BANKING CRISIS

Silent Rato prepares counterattack to defend tenure as Bankia chief

Reports criticizing the actions of the government being drawn up at Caja Madrid

Rodrigo Rato during a Bankia shareholders meeting last February. / ULY MARTÍN

On Friday, May 4, the marketing department at Bankia was ready to send out a brochure to its entire branch network explaining the steps the bank was taking to shore up its finances, using millions of euros of public money to cover colossal losses. Through this operation, the troubled lender would soon show profits.

This lifesaving proposal, outlined in the pamphlet that was due to be sent out the following Monday, had been approved by the Bank of Spain the previous month.

A copy of the brochure, obtained by EL PAÍS, explains that Bankia — with 10 million clients and 20,000 employees — had decided to undertake this “one off” provision to ensure that it could meet all the risks it was facing over the next four years (2012-2015). It needed an additional 9.7 billion euros.

Bankia predicted that during the first quarter it would incur losses of some 5.5 billion euros and would need a third withdrawal from the government’s Orderly Bank Restructuring Fund (FROB) of some 6.3 billion euros. Under this strategy, along with other adjustments, Bankia would be able to show profits by the end of 2012 and would no longer be at risk, according to the brochure. It would become “one of the 10 institutions holding the most capital on the global level.” But on that same Friday, May 4, the Economy Ministry torpedoed Rodrigo Rato’s plans to explain all of this.

The Bankia president’s brochure never made it to the branches that Monday. Forced to step down, Rato resigned on May 7. The government injected some 4.35 billion euros, converted them into shares, and took control of Bankia, which groups together former savings banks Caja Madrid, Bancaja, Caja de Canarias, Caja de Ávila, Caixa Laietana, Caja Segovia and Caja Rioja.
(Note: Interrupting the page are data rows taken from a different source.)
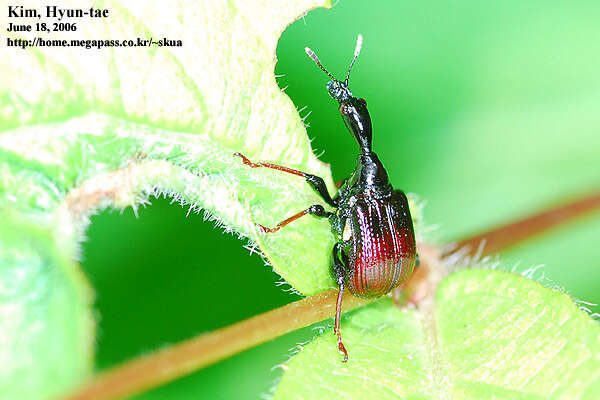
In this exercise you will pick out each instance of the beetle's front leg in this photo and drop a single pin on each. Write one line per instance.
(316, 210)
(339, 271)
(315, 181)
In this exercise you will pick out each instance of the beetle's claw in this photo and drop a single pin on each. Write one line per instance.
(341, 347)
(264, 229)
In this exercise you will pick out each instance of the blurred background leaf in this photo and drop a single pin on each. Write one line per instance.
(487, 111)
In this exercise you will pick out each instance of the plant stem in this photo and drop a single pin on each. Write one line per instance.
(505, 236)
(193, 354)
(178, 360)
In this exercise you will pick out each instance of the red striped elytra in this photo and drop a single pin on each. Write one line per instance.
(375, 249)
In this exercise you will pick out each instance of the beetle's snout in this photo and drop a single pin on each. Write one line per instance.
(339, 91)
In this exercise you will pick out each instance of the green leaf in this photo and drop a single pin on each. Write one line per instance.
(489, 334)
(83, 129)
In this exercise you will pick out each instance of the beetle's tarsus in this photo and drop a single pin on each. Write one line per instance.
(264, 229)
(341, 347)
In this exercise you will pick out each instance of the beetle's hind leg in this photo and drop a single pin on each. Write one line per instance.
(339, 270)
(315, 181)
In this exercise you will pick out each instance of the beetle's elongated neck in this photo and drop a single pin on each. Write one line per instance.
(372, 176)
(356, 117)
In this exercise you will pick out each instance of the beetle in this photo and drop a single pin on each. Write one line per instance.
(375, 249)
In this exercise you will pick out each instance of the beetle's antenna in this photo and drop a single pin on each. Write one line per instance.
(314, 57)
(356, 53)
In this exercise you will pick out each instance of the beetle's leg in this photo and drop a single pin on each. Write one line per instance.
(339, 271)
(315, 181)
(317, 210)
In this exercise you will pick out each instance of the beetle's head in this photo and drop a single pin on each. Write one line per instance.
(339, 90)
(353, 109)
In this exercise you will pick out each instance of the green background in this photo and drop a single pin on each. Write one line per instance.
(487, 111)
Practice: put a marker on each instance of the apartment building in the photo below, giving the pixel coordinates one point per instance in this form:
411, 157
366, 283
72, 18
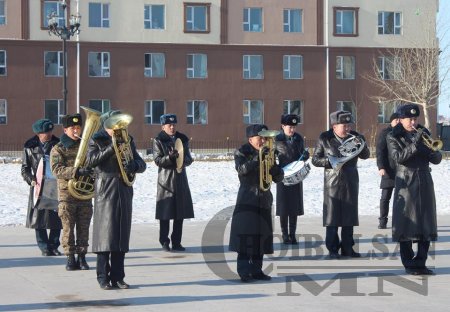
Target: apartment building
219, 64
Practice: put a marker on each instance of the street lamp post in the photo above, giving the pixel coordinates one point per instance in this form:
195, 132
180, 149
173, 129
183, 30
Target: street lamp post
65, 33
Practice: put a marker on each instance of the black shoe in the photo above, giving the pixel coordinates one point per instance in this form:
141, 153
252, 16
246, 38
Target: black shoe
166, 246
178, 248
120, 284
262, 277
71, 263
81, 262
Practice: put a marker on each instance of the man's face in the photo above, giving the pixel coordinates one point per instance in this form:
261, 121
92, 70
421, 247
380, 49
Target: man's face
170, 129
408, 123
257, 142
45, 136
73, 132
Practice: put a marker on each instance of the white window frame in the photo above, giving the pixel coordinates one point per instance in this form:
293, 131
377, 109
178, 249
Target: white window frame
105, 70
4, 108
341, 70
287, 27
191, 119
148, 111
247, 106
287, 71
248, 24
247, 72
287, 108
193, 59
397, 28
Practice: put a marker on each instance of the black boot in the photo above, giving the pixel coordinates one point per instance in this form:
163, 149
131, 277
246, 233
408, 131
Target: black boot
71, 263
81, 262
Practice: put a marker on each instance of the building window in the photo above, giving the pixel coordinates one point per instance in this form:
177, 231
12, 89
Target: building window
2, 63
253, 112
50, 7
292, 20
292, 66
197, 112
389, 23
293, 107
155, 65
345, 67
196, 17
98, 64
3, 112
348, 106
388, 67
53, 63
154, 16
197, 66
346, 21
2, 12
102, 106
98, 14
54, 110
153, 111
253, 19
253, 67
385, 110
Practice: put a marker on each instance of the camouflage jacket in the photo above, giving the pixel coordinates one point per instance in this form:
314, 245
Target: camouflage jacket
62, 160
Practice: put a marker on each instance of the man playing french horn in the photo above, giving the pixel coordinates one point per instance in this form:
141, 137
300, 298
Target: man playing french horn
75, 213
341, 181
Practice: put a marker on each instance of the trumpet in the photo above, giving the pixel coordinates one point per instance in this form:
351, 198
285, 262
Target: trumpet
428, 141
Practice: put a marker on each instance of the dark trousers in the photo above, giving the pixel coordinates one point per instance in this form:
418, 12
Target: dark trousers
47, 242
113, 271
249, 264
177, 232
407, 254
384, 203
290, 220
332, 239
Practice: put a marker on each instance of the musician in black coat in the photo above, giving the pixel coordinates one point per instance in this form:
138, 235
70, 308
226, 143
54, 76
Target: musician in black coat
386, 172
34, 149
414, 212
251, 226
290, 147
341, 187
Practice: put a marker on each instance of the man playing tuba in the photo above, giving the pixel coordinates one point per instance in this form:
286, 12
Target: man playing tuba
340, 194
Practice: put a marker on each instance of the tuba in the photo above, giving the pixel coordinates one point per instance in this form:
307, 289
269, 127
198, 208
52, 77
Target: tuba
83, 187
266, 158
349, 149
121, 143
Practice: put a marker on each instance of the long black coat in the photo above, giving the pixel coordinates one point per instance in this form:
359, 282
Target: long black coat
289, 197
173, 198
388, 179
113, 198
32, 154
414, 212
341, 188
251, 225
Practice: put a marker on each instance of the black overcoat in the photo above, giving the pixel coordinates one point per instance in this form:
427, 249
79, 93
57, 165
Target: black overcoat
388, 179
340, 191
414, 210
289, 197
33, 151
251, 225
113, 198
173, 198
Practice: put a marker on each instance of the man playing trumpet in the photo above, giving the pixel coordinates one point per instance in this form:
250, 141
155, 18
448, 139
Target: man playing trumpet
340, 198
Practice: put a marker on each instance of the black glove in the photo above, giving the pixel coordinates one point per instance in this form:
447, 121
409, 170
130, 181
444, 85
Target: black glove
275, 170
84, 172
173, 154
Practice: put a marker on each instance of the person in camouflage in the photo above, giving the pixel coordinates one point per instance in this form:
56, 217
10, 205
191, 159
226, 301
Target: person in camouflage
74, 213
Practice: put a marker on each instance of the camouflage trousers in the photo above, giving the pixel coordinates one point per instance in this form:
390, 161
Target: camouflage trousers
75, 218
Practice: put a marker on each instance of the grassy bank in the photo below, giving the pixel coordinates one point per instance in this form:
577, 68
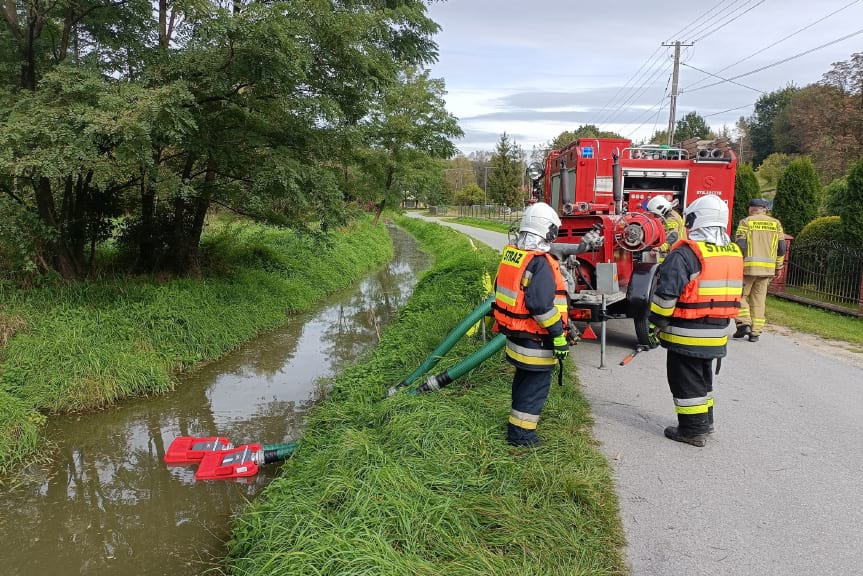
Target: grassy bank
78, 346
493, 225
816, 321
426, 485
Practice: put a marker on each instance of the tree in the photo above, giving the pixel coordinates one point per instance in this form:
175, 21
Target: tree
459, 173
470, 195
797, 196
505, 173
761, 130
409, 121
833, 196
745, 189
583, 131
772, 167
851, 207
693, 125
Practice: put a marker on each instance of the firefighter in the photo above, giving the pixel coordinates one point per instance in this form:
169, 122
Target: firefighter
531, 310
697, 294
762, 241
672, 221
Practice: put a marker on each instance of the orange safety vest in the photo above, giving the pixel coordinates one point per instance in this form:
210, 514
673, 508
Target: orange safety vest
717, 290
510, 310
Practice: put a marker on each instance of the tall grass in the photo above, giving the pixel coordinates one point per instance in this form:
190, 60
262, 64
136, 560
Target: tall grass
89, 344
426, 485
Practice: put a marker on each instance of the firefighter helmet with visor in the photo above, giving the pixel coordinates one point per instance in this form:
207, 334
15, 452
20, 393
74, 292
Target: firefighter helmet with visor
542, 220
660, 205
707, 211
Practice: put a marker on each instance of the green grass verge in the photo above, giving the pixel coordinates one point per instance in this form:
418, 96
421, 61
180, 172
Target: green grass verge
426, 485
493, 225
815, 320
83, 345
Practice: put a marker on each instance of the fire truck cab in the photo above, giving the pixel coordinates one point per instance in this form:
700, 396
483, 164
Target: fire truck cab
605, 184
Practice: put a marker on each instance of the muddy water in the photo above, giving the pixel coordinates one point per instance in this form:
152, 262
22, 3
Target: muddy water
109, 505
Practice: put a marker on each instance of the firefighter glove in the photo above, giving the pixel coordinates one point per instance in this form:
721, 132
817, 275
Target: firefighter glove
652, 335
561, 348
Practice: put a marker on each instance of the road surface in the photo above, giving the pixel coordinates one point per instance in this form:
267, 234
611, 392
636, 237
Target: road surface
778, 490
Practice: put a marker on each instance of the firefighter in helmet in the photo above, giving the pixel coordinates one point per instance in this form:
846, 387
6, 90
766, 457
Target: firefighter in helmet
697, 294
762, 241
672, 221
531, 310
What Rato intended to save with 6.5 billion euros, Goirigolzarri would be able to do with 19 billion

On May 9, the government appointed José Ignacio Goirigolzarri as the new Bankia president. Little more than two weeks later, Goirigolzarri announced that Bankia would need some 19 billion euros from the government — along with the 4.5 billion it would receive from the FROB. The money would go to covering the supposed projected losses caused by tax deductions that could not be applied (some three billion euros); risks from real estate loans and mortgages (13 billion euros); and for the drop of its shares in other companies (three billion). What Rato intended to save with 6.5 billion euros, Goirigolzarri would be able to do with 19 billion euros. The Bank of Spain agreed with him.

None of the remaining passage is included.